Common Voice Scripted Speech 24.0 - Central Kurdish

Split Samples
Train 95,895
Validation 11,987
Test 11,987

Preprocessing & Augmentation

Audio was resampled to 16 kHz mono and processed through Whisper's log-mel feature extractor with return_attention_mask=True. Training samples were augmented on-the-fly with:

  • Volume perturbation (scale ×0.7–1.3, p=0.4)
  • Gaussian noise (σ=0.001–0.006, p=0.3)
  • Speed perturbation via resampling (factor ×0.95–1.05, p=0.2)

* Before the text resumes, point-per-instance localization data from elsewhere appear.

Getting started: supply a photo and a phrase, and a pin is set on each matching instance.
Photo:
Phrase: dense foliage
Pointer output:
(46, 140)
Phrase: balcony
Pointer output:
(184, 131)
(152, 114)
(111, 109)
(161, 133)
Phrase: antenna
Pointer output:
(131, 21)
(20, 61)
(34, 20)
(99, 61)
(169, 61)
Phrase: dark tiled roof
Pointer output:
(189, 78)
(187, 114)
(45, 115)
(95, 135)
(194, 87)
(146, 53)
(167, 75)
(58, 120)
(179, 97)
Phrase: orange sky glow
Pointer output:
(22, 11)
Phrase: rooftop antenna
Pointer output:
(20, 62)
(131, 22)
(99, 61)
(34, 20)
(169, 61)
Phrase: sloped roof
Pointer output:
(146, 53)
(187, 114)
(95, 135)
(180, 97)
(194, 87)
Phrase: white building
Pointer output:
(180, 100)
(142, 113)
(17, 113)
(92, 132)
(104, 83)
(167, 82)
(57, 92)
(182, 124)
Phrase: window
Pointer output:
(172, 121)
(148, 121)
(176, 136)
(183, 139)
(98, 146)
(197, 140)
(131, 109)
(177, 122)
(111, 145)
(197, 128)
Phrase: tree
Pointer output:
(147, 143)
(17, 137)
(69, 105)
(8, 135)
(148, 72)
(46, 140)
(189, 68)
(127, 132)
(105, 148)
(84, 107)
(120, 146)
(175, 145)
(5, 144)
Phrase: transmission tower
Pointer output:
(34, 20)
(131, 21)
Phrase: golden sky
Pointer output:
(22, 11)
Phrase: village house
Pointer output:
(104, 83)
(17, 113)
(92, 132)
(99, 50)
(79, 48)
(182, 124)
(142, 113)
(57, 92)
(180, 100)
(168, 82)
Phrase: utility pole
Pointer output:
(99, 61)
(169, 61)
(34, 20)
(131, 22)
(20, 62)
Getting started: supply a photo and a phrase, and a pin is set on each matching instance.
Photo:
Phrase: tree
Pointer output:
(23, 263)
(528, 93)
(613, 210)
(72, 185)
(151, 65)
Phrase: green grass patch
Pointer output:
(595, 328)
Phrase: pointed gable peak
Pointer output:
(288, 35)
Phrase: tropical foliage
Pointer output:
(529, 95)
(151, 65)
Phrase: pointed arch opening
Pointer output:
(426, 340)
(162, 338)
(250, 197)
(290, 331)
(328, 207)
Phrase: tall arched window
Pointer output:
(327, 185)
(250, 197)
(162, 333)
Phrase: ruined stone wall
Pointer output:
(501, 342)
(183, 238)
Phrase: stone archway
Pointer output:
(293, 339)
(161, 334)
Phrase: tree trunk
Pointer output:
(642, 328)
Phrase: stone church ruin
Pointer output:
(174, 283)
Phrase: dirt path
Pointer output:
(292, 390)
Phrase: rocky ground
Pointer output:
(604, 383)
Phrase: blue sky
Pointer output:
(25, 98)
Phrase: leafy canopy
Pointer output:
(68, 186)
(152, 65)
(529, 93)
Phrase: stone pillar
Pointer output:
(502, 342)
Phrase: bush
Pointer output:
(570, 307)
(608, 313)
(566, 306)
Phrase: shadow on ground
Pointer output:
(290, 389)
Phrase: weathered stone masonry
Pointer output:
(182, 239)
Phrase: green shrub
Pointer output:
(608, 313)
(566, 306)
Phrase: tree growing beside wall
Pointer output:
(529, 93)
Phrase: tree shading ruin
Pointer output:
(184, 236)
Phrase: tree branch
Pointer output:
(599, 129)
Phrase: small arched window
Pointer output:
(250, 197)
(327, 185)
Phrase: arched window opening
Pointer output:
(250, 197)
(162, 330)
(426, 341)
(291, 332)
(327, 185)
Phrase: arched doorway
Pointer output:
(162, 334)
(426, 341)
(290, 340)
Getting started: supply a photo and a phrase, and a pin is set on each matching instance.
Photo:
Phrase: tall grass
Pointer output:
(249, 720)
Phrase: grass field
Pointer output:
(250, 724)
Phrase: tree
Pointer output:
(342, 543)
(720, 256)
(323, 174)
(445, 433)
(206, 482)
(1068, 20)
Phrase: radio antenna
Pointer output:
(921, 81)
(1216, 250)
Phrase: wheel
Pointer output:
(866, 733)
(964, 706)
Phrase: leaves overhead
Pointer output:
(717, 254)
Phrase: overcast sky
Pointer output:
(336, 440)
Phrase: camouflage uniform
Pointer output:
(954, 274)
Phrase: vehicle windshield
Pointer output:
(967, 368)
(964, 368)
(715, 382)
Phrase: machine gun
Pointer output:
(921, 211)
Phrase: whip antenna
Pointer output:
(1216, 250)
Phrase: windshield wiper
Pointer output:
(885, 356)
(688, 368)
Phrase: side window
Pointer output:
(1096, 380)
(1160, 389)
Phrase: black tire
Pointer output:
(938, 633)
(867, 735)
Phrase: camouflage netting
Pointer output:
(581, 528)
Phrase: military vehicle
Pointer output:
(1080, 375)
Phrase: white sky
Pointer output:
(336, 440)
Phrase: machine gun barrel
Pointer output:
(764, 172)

No augmentation was applied to validation or test sets.

Training Hyperparameters

Parameter Value
Base model openai/whisper-small
Precision BF16 + TF32
Per-device batch size (train) 128
Per-device batch size (eval) 128
Gradient accumulation steps 1
Learning rate 1e-3
LR scheduler Cosine
Warmup steps 375
Max epochs 15
Eval & save interval 750 steps
Best model metric WER (lower is better)
Gradient checkpointing Enabled

LoRA Configuration

Parameter Value
Rank (r) 32
Alpha 64
Dropout 0.1
Target modules q_proj, v_proj, k_proj, out_proj, fc1, fc2
Bias none
Task type SEQ_2_SEQ_LM
Adapter size ~52 MB (pre-merge)

Training was run in multiple resumed sessions on Modal (A10G GPU).

Uses

Direct Use

Transcribing Central Kurdish (Sorani) speech to text. Suitable for:

  • Voice-to-text applications for Sorani Kurdish speakers
  • Subtitle and caption generation for CKB audio/video content
  • Research and downstream NLP tasks on Kurdish text

Out-of-Scope Use

  • Not suitable for Kurmanji (kmr), Zazaki, or other Kurdish dialects without further fine-tuning.
  • Not evaluated on telephone-quality, heavily noisy, or far-field audio.
  • Not intended for real-time streaming ASR without additional latency optimization.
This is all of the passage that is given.